First Shakespeare, Then Milton
John Milton will forever hold the second place in the ranking of English poets. His masterpiece Paradise Lost might be unknown today even among your college English majors, but its power and brilliance will always a “fit audience find, though few.” (PL 7, 31) Milton himself was a voracious reader, and it could be argued that his English favorite author was the one who surpassed him in greatness, Shakespeare. Shakespeare (1564-1616) was still active the year Milton (1608-1671) was born. When he was 22 years old, Milton wrote a tribute to Shakespeare, which was also the first poem he published. It appeared in the Second Folio of Shakespeare’s works in 1632:
On Shakespeare. 1630 What needs my Shakespeare for his honoured bones The labour of an age in piled stones? Or that his hallowed relics should be hid Under a star-ypointing pyramid? Dear son of memory, great heir of fame, 5 What need'st thou such weak witness of thy name? Thou in our wonder and astonishment Has built thyself a livelong monument. For whilst, to the shame of slow-endeavouring art, Thy easy numbers flow, and that each heart 10 Hath from the leaves of thy unvalued book Those Delphic lines with deep impression took, Then thou, our fancy of itself bereaving, Dost make us marble with too much conceiving, And so sepulchered in such pomp dost lie 15 That kings for such a tomb would wish to die.
In the first four lines, Milton praises Shakespeare with two rhetorical questions that effectively dismiss any reason to construct physical monuments honoring Shakespeare’s memory. Great kings and pharaohs might require “stone” monuments, so people do not forget their names, but Shakespeare himself has built something equally enduring. His “fame” endures through the plays and poems he wrote. But how was Shakespeare capable of producing what he did? Well, no one can really say where such talent or genius comes from; so instead, Milton symbolically suggests that Shakespeare is the “Dear son of memory.” Here, Milton is alluding to Mnemosyne the Titaness goddess of memory, who is the mother of the nine muses of inspiration in Greek mythology and by doing so, suggests Shakespeare has created works that exist beyond the process of time.
If the poem were to end at line 8, Milton’s effusive praise would have told us only half the story. After line 8, Milton continues to laud Shakespeare’s work, but in his adulation a current of anxiety slips to the surface.
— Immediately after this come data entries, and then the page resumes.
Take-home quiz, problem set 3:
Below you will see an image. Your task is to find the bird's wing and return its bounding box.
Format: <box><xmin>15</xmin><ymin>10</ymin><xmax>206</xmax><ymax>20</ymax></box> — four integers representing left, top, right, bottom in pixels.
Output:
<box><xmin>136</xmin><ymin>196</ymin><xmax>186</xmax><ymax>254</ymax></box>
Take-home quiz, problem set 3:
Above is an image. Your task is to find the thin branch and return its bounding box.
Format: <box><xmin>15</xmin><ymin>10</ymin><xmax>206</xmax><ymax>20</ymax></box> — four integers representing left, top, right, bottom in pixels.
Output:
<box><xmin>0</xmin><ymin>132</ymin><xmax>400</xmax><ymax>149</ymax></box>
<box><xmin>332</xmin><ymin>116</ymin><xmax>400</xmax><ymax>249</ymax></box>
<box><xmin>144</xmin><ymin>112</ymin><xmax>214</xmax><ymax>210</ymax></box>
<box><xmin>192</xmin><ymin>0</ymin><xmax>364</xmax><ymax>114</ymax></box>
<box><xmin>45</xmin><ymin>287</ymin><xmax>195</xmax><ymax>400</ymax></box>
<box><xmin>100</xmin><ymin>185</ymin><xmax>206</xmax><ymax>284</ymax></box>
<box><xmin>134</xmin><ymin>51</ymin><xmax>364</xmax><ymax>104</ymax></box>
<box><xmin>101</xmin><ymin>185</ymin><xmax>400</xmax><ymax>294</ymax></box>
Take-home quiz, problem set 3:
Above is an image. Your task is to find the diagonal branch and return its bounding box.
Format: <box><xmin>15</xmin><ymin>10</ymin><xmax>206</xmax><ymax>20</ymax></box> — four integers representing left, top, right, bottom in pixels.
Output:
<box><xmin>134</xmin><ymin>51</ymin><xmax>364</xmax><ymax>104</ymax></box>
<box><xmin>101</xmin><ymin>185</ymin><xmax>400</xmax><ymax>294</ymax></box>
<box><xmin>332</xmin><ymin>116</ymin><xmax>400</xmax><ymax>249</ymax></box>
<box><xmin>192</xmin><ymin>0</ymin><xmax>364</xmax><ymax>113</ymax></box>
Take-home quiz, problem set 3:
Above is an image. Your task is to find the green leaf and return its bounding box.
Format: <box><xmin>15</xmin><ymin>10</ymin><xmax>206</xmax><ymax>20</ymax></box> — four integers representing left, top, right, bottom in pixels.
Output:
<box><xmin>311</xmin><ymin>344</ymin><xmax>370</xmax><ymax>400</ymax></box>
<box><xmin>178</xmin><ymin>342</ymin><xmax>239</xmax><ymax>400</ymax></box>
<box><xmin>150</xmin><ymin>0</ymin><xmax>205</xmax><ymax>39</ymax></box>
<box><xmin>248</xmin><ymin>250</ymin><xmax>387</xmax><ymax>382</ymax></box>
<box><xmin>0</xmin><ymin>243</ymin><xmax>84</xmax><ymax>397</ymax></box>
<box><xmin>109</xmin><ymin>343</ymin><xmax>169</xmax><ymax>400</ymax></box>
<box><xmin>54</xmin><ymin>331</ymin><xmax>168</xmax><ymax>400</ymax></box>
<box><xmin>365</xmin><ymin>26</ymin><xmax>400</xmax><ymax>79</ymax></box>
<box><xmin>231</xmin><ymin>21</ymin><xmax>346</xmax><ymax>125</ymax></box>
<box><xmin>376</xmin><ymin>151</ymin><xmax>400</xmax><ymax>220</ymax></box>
Milton, whose early ambition was to become a great poet himself, could not help but admire Shakespeare, but he also must have felt anxious writing so soon after the publication of the Second Folio, which might make any aspiring young poet doubt the quality of his own work. That doubt ripples through the second half of the poem. Unlike the first eight lines that assert in deliberate, separate sentences, each forming a unit of exuberant praise, the second half of the poem is a single sentence that accelerates the poem’s tempo by refusing to stop after each couplet and incudes self-deprecating remarks about his own abilities. It is as if after acknowledging Shakespeare’s eminence, young Milton is in a hurry to finish a poem that not only recognizes the talent of this playwright but acknowledges also his own lesser talents as a poet.
In line 9, Milton specifically compares his own efforts as a poet with Shakespeare’s. Given Shakespeare’s brilliance, writing great works came naturally to him, or so Milton presumed, but for Milton writing poetry is a grueling labor. “For whilst, to [Milton’s] shame of slow-endeavouring art,/Thy [Shakespeare’s] easy numbers flow.” Contrasting his own exertions with Shakespeare’s “easy numbers” seems to have stung Milton’s ego, but perhaps even more discouraging to the young aspiring poet Milton are all those “Delphic lines” (prophetic) that display Shakespeare’s oracular power to plumb the variety and depth of human experience. From lines 13-14, it clear that the act of reading Shakespeare’s plays astonishes Milton, but it also bereaves his imagination (fancy) by making him another “marble” monument to Shakespeare.
As the poem concludes, Milton tells us that Shakespeare is “so sepulchred in such pomp dost lie/That kings for such a tomb would wish to die.” Just shy of twenty-two and determined to be a great poet, Milton must have felt that awkward, competitive ambivalence poets can feel about a great poet they revere. Fortunately for Milton, it did not impede him, and he lived long enough to acquire the knowledge he needed to combine with his extraordinary talent to finally write the great epic, Paradise Lost, which elevated him alongside Shakespeare in the pantheon of greatest English poets.